Between 2014 and 2015, Fabritius was also a member of the Committee on Affairs of the European Union, where he served as his parliamentary group's rapporteur on relations with Ukraine and Romania. In 2015, he succeeded Peter Gauweiler as Chairman of the Sub-Committee on Foreign Cultural and Educational Policies. In addition to his committee assignments, he served as deputy chairman of the German-Romanian Parliamentary Friendship Group and as member of the German-Canadian Parliamentary Friendship Group and of the German-US Parliamentary Friendship Group.

From 2014 to mid-2015, Fabritius briefly served as a full member of the German delegation to the Parliamentary Assembly of the Council of Europe, where he sat on the Committee on Legal Affairs and Human Rights and on the Sub-Committee on the Rights of Minorities. Between 2015 and 2016, he served as the Assemby’s rapporteur on the rule of law in South-East European countries. From 2016, he was the rapporteur on the reform of Interpol and the rule of law in south-east European countries.
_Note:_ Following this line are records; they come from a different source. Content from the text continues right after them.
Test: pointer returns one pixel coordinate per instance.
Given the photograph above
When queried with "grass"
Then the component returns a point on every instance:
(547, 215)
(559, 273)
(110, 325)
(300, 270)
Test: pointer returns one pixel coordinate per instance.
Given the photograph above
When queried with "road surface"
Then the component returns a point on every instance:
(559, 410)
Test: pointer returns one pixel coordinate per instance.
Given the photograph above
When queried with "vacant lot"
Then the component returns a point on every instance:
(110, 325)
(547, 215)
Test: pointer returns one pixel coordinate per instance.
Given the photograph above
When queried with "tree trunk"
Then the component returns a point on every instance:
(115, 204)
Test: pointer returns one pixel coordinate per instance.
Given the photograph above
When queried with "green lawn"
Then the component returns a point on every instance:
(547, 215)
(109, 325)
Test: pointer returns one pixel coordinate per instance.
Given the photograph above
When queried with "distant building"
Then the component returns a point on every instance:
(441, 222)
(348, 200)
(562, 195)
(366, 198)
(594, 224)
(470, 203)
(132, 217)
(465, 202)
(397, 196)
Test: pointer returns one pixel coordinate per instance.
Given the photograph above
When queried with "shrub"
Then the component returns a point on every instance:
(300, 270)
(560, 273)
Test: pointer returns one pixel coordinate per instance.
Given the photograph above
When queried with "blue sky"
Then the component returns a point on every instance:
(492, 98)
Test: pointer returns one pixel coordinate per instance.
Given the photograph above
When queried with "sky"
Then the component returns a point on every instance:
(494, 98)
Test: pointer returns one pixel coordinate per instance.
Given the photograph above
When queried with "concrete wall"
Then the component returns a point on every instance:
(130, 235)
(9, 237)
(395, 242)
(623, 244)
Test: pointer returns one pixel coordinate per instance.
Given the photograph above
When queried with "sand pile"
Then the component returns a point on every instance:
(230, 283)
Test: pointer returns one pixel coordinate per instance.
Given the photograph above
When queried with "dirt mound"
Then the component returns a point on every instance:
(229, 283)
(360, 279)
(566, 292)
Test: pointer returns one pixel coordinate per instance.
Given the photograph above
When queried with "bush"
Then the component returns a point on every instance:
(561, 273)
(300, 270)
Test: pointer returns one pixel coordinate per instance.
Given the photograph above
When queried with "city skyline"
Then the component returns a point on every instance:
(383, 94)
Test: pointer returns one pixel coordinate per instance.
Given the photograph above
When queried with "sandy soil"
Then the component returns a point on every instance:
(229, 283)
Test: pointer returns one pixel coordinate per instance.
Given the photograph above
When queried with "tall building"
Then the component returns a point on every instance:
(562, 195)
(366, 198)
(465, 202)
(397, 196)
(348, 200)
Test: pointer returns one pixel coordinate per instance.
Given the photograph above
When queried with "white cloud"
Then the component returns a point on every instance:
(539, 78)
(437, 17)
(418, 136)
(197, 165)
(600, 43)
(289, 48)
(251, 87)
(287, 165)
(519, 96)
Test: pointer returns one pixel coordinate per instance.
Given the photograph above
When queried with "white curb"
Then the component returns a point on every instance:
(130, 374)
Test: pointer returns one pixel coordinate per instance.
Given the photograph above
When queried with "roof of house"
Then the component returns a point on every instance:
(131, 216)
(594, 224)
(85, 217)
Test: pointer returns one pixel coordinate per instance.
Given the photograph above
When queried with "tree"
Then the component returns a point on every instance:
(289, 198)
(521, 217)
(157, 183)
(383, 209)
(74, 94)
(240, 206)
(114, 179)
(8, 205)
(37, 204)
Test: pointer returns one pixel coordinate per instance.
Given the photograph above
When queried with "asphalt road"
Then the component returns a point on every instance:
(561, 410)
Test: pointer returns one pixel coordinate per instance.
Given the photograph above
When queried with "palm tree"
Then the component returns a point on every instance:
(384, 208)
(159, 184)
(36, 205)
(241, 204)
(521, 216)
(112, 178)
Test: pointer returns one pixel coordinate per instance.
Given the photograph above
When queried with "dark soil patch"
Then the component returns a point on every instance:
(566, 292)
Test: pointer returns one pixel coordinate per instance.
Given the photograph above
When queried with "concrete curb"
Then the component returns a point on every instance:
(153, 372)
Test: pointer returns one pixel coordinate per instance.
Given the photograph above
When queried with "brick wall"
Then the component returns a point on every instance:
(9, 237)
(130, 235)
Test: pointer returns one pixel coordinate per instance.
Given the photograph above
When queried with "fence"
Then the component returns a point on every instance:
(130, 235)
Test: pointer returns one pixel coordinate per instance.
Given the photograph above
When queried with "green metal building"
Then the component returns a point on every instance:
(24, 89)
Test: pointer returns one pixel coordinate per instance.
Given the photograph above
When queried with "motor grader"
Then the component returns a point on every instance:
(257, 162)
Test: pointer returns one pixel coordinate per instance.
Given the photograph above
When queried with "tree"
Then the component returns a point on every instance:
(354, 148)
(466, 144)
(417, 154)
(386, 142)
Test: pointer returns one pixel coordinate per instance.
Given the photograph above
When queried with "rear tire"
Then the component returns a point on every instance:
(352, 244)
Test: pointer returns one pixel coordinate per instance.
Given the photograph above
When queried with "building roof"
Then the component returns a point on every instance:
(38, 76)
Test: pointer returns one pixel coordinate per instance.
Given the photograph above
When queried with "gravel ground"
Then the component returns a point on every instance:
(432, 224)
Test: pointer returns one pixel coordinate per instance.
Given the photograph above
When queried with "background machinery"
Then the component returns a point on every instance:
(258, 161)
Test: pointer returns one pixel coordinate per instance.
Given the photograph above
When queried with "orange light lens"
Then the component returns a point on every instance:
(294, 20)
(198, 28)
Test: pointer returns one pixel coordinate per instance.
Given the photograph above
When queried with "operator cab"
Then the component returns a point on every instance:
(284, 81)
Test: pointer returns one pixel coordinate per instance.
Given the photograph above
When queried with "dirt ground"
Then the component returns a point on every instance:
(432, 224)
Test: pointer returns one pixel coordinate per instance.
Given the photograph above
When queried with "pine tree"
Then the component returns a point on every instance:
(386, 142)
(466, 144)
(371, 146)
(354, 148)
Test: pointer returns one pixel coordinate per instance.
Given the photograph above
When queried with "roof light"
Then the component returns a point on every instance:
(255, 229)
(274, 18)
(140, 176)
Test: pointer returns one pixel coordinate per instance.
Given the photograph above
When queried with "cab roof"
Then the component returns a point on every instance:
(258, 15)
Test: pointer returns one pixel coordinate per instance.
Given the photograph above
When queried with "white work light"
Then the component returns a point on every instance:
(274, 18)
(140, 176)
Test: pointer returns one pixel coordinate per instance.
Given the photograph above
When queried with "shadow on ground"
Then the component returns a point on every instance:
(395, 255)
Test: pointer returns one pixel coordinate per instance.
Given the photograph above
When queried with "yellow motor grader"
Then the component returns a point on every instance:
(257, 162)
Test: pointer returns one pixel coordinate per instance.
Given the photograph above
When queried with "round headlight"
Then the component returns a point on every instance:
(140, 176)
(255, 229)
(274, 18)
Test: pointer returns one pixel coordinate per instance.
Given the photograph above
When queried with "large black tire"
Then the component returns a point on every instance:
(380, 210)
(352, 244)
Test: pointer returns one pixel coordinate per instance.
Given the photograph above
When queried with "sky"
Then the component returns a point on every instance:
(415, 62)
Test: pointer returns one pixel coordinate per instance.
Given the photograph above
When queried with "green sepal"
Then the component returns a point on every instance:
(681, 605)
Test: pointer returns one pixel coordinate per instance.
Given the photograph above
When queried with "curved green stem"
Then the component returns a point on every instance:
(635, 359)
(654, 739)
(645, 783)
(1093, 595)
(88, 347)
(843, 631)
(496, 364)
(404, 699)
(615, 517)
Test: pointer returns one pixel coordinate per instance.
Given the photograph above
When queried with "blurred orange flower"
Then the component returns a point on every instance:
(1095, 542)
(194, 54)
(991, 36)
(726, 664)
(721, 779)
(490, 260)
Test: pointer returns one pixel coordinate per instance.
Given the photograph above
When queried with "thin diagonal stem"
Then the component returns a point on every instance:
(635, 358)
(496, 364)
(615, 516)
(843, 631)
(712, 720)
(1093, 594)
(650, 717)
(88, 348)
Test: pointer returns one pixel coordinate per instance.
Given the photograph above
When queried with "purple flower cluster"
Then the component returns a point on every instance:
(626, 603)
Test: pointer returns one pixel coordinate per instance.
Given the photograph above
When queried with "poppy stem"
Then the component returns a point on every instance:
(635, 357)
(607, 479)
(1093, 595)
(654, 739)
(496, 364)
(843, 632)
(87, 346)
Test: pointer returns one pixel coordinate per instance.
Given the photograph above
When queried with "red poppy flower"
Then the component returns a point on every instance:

In November 2014, Fabritius was elected President of the Federation of Expellees (BdV), succeeding Erika Steinbach. He has described his goal as the organisation's leader as representing the interests of all people with roots in Eastern Europe and South Eastern Europe and as building bridges with those countries. While the Federation of Expellees has traditionally focused on the expellees of the 1940s, Fabritius has said he will also place emphasis on recent emigrants from Eastern Europe such as the Romanian Germans.

Under the umbrella of the German parliaments’ godparenthood program for human rights activists, Fabritius has been raising awareness for the work of persecuted Ukrainian filmmaker and writer Oleg Sentsov since 2015.

==Other activities==
===Corporate boards===
- Autohaus Michael Schmidt GmbH, Member of the Advisory Board
- Honterus-Verlag, Member of the Supervisory Board

===Non-profits===
- Bavaria-Romania for Social Assistance in Romania, Co-Founder
- Carl Wolff Gesellschaft, Member of the Board of Trustees
- Foundation Flight, Expulsion, Reconciliation, Member of the Board of Trustees
- German Institute for Human Rights (DIMR), Member of the Board of Trustees
- Goethe-Institut, Member of the General Meeting
- Magnus Hirschfeld Foundation, Member of the Board of Trustees
- ZDF, Member of the Television Board (representing the Federation of Expellees)

==Political positions==
In June 2017, Fabritius was one of only seven CSU members who voted in favor of Germany’s introduction of same-sex marriage.

==Personal life==
Fabritius lives in a civil union with his partner; it became publicly known that he is gay in 2014.